A snow survey crew Thursday provided evidence that a dry March has allowed February's spectacular snowpack to melt down to average levels for this time of year.
"Don't get me wrong, this is a heck of a lot better than last year," said hydrographer Henry French of Pacific Gas & Electric Co., which has several hydroelectric reservoirs in this part of the Sierra. "But there was a lot more snow up here a month ago."
State officials said they think most reservoirs in California will fill up and provide the usual flow of water for cities, many farms and hydroelectric projects.
Statewide, the Sierra snowpack is 96% of average. Last year, the Sierra snowpack was only 45% of average. So measurements this week were a welcome contrast, state officials said.
"After the dry March, I think it was better than I would have expected," said Frank Gehrke, chief of snowpack surveys for the state Department of Water Resources. "I think it's quite encouraging."
In late February, the snowpack was 130% of average in the southern Sierra. A series of storms had battered the state in January and February, but by March they had stopped.
Fresno, for instance, may finish with its fourth-lowest March rainfall total on record. The city's current total, 0.02 of an inch of rain, is the lowest March total in more than 40 years.
But Statum Meadow, at 8,300 feet, still looked like a postcard of winter Thursday. The meadow, about five miles east of Wishon Reservoir, has been used for many decades to measure the snowpack.
Hydrographers French and Chris Sanderson, who are flown several times each year to Statum in a helicopter, are careful to measure between two lodgepole pine trees that are about 100 yards apart. They say it is important to measure in the same place each year to reflect trends and correctly establish averages.
The measurement Thursday determined the meadow has 41 inches of water in its snowpack.
"If it all melted today, we would have that much water coming down to the Valley," French said.
The hydrographers used a century-old method for measuring the snowpack -- jamming a hollow, metal pole into the snow and pulling out a core from drifts 12 to 14 feet deep. They weigh the core to figure out how much water it contains.

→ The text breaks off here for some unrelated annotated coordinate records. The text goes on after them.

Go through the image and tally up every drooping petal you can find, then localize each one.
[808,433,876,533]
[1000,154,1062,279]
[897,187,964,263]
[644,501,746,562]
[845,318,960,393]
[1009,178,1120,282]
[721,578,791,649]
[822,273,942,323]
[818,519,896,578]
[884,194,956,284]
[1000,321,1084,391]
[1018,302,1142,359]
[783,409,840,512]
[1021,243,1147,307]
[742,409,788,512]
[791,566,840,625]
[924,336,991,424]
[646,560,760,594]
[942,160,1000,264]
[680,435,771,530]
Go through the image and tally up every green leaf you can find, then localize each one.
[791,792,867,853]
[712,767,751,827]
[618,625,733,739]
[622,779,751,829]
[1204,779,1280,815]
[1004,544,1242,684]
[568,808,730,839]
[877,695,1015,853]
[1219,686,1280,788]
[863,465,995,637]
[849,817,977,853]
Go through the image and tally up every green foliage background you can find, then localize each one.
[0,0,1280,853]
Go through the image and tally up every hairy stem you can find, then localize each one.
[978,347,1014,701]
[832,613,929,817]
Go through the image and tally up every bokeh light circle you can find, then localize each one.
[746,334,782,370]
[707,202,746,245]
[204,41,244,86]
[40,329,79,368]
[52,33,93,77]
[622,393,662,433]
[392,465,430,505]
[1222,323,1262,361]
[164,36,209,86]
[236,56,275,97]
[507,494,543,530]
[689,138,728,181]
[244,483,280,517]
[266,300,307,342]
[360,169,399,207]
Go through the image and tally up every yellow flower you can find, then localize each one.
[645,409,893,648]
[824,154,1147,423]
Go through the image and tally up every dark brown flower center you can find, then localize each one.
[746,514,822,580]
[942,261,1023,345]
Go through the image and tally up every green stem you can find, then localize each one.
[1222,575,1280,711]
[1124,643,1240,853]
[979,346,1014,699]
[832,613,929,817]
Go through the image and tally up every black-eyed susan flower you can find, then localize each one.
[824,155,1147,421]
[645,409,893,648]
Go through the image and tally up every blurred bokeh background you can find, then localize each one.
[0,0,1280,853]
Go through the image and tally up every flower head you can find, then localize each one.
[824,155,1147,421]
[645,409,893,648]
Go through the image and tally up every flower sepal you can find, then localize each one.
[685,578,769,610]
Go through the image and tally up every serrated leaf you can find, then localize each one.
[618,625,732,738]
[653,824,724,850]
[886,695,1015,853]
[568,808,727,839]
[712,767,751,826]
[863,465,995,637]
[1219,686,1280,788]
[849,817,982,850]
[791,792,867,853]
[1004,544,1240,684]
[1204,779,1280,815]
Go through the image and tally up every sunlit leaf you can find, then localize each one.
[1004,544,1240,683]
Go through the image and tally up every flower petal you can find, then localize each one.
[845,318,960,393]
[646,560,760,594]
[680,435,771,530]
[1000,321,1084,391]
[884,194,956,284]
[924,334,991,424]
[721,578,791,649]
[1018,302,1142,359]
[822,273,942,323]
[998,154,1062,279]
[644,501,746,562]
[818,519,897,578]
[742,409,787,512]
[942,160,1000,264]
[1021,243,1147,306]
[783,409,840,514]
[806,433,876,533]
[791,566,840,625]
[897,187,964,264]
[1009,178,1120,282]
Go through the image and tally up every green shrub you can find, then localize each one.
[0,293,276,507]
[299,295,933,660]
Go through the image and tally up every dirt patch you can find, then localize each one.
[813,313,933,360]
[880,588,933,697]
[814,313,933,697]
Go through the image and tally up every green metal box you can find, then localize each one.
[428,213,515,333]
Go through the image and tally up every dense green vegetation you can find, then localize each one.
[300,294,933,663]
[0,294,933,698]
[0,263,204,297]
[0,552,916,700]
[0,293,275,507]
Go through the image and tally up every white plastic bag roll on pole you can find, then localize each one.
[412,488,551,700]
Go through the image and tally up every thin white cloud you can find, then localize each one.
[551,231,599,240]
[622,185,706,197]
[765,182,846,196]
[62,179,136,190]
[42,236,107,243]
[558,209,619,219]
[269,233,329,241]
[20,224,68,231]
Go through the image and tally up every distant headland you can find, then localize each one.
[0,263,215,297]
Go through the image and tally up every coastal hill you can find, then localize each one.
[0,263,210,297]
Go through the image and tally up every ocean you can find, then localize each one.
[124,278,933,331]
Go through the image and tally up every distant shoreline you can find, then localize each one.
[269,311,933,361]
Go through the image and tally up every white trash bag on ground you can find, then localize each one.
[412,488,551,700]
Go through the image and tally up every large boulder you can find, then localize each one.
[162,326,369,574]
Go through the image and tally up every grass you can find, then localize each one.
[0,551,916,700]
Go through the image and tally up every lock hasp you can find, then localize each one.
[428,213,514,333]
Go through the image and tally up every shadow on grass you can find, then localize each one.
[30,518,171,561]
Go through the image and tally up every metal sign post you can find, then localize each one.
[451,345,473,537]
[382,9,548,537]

The bottom of the pole came out of the snowpack dripping with freezing water.
"That means the snow is beginning to melt," French said. "It's going down to the rivers and streams."
PG&E will capture the water at Wishon and other reservoirs. Huge turbines will turn with the force of the flow, creating electricity.
There are big plans for the water downstream, too. After it passes through hydro projects, the water is captured again at lower reservoirs, such as Pine Flat and Millerton.
Much of it will be used on farm fields, but some will go to supply cities, such as Orange Cove.
But farmers on the west side of the San Joaquin Valley are facing cutbacks this year that have little to do with the snowpack. West siders buy Northern California snowmelt after it passes through pumps at the troubled Sacramento-San Joaquin River Delta.
Authorities are cutting deliveries to 45%, which they say will help prevent tiny fish called the delta smelt from being sucked into the pumps and killed.
And there may not be many more wet storms through the rest of spring, said Rudy Cruz, a National Weather Service specialist in Reno, Nev.
He said no significant storms are on the horizon. While the region may see light rain or snow in the next few weeks, most of the heavy weather is passing to the north.
"This time of year, things are pretty much done in the Sierra," Cruz said.